Are railroad stocks too high
All of the railroads that touch the Pacific are sharing in the boom. It’s no fluke; revenue on the rails is up. The question we have to ask is, does revenue and the other performance figures justify the current railroad share prices?
It looks like some railroad stocks, especially Canadian Pacific, Union Pacific, and Kansas City Southern, have entered overvalued country. These once under-appreciated shares seem to be becoming too popular. That might be happening because more conservative players, such as retirement investors and anti-gold-bugs, are reentering the stock market.
It might also be happening because of all the publicity Uncle Warren got when he bought Burlington Northern Santa Fe. Buffett’s action showed investors that there was a lot of value to be had on the rails. Whatever the reason, it is pushing rail stocks up to unrealistic prices.
Some rail stocks should be sold
There are some rail stocks that should be sold off right now because they’re about to take a plunge. Union Pacific, Kansas City Southern, and Canadian Pacific are all overvalued right now. Kansas City Southern, and Canadian Pacific are trading at P/E ratios in the high 30s as compared to the industry average of ~18.
That being said, the Canadian National might be a buy because it hasn’t been inflated to the level that the others have. It has higher revenue than both Canadian Pacific and Kansas City Southern, yet it is selling for less based on the P/E ratio of 17.3.
Some buys in railroads
Canadian National shows that there are still undervalued rail stocks out there. Another is Norfolk Southern, which is trading at around $78 a share.

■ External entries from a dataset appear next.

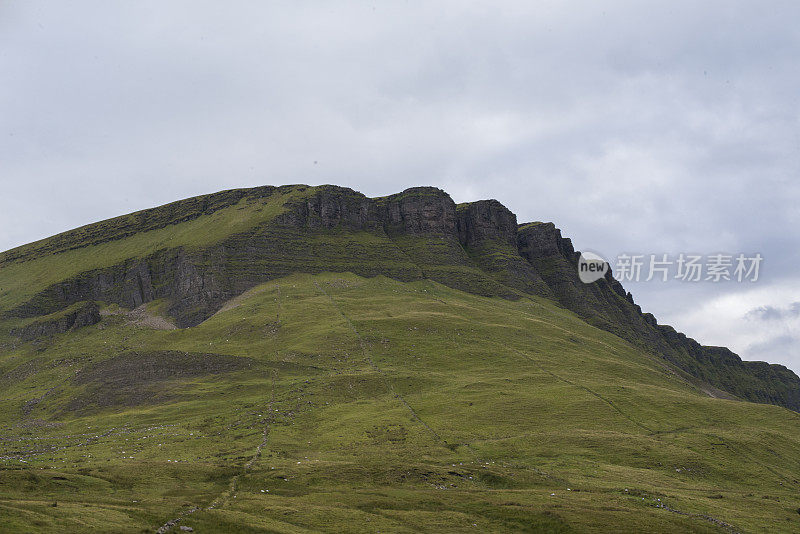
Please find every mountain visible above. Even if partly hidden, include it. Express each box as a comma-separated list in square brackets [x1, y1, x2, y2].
[4, 184, 797, 411]
[1, 184, 799, 533]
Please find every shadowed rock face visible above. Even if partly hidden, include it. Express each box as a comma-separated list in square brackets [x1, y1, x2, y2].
[11, 301, 100, 341]
[381, 187, 458, 236]
[3, 183, 799, 412]
[517, 222, 641, 336]
[457, 200, 518, 247]
[276, 185, 380, 230]
[456, 202, 553, 297]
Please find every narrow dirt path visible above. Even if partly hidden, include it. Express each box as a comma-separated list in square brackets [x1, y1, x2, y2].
[155, 369, 276, 532]
[155, 286, 282, 533]
[205, 370, 276, 511]
[511, 348, 654, 434]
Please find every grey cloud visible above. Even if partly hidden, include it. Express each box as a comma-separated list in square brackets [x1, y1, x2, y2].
[745, 303, 800, 321]
[747, 334, 800, 358]
[1, 1, 799, 371]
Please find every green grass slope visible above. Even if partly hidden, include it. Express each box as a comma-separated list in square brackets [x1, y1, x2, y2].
[1, 273, 799, 533]
[0, 185, 304, 313]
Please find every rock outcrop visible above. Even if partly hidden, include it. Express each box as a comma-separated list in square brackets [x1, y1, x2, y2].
[457, 202, 552, 297]
[381, 187, 459, 236]
[11, 301, 100, 341]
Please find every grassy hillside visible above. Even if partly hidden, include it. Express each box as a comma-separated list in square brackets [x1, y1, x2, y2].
[0, 185, 304, 312]
[1, 273, 800, 532]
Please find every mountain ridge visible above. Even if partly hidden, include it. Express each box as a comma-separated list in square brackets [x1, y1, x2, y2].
[3, 185, 800, 532]
[1, 183, 798, 412]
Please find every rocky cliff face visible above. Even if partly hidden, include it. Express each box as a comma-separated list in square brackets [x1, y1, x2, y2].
[457, 200, 517, 247]
[517, 222, 649, 338]
[381, 187, 459, 236]
[11, 301, 100, 341]
[3, 184, 798, 412]
[456, 202, 552, 297]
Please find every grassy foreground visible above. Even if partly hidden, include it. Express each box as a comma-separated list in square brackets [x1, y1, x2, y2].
[1, 273, 799, 532]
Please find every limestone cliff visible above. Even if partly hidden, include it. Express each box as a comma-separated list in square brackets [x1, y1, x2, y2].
[2, 184, 798, 411]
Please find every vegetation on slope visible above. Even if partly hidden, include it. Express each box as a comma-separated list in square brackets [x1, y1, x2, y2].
[0, 274, 799, 533]
[1, 184, 799, 532]
[517, 221, 800, 411]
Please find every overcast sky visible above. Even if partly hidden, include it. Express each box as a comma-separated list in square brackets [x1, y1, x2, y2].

Norfolk Southern was also the only major US railroad that reported a drop in revenue in the first quarter. Revenue was approximately $11 billion for the 12 months ending March 31, 2013, compared to $11.2 billion in the year-ago period. Yet the Norfolk Southern did report some positive figures and it also increased its dividend by 18% in the last year.

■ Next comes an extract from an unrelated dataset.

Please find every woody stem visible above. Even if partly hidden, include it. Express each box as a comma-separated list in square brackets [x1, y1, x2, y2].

Most notably, Norfolk Southern's intermodal revenue climbed 9% to $575 million as volumes increased by ~10% compared with first-quarter 2012. The company also repurchased 0.5 million shares in the first quarter and has plans to buyback up to an additional 50 million shares in the next four years.
This is after the company has already retired 129 million shares at a total cost of almost $8 billion since 2006. The amount of cash flow the company has produced and is expected to produce is very evident from the these share-buyback plans.
Delivering a mixed load
The railroad sector is definitely worth a look now even though some of the bigger players are overpriced. Norfolk Southern and Canadian National demonstrate that there are still bargains on the rails.
The performance of Union Pacific and Kansas City Southern shows us that there’s still a lot of room for growth in the rail sector. Even though they’re among the oldest of blue chips, railroads have to be regarded as growth stocks right now.
Definitely consider adding a railroad to your portfolio at this point, but be careful. Some of the major railways are now overvalued and may not deliver the same performance next year.